Carter Gunn & Ross McDonnell
Ireland, 2009
Review by Rumsey Taylor
Posted on 06 May 2010
Source 35mm print
Categories The 2010 Independent Film Festival Boston
Colony infers “Colony Collapse Disorder,” a phenomenon that describes the sudden, unexplainable epidemic that finds an entire colony of honey bees dead. To fully comprehend how dire this event is - and, in the past ten years, it’s affected beekeepers in gathering quantities - one must understand how honey bees satisfy a specific ecosystem, one that’s invariably protected by a bevy of pesticides.
Honey bees, by virtue of their instinctive purpose, facilitate the pollination of different types of plants. Almond trees, for example: a farmer on the East Coast will purchase a number of hives to be deployed on his farmland, in an effort to maximize an almond harvest weeks later. The hives are deployed to different farmers around the country for different crops in the Spring, and afterward the beekeepers raise new, fuller hives. For decades, this economy was sustained without any radical interruption; children would inherit their parents’ businesses, and partnerships were made between farmers divided by several states.
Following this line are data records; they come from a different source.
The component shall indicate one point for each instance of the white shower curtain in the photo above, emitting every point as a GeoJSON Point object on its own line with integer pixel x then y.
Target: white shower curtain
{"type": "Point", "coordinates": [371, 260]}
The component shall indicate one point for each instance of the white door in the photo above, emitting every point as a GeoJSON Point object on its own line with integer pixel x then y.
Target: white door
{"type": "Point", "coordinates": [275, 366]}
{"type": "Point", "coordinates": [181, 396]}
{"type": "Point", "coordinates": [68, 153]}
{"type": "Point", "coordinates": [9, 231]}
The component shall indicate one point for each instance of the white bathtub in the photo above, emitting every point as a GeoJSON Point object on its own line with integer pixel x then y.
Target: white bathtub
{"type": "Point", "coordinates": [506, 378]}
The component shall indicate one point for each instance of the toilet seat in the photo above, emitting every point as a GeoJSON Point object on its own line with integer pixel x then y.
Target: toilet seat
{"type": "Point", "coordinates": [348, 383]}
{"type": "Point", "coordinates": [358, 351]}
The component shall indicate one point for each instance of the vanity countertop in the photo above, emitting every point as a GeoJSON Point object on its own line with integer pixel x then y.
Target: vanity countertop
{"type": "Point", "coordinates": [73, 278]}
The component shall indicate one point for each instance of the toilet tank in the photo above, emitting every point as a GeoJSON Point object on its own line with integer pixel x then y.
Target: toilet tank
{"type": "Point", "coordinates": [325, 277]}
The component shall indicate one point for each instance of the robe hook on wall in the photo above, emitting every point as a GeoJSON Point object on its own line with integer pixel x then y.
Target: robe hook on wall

Instances of CCD have been recorded since roughly the 70s, but it became statistically more expansive in 2006. In the ensuing years it would affect beekeepers in a number states. Hives were purchased for reduced fees, and the beekeepers found themselves straining to sustain their business. Their bees were dying, and they had no way to anticipate how subsequent years’ hives would do.
Colony is patient in fully illustrating this problem. It is comprised of eloquently composed interviews with the beekeepers and some of their business partners, and almost each of them describes this problem with defeatedness—it’s not only their profession at stake, but their passion. In witnessing these interviews, one becomes clearly sympathetic to their tragedy, and there’s the lingering thought that this single disruption to an ecosystem that’s become so refined could indirectly catalyze larger, more urgent environmental problems.
In its resolute lack of a formal solution, Colony assumes a gothic tone by its end, framing its subjects steadfastly in front of homes they have built themselves. Behind them, the sky is a piercing blue, and it’s in these moments that the disappearance of their bees is evocative of a larger, more mystical force that they cannot comprehend and cannot resist.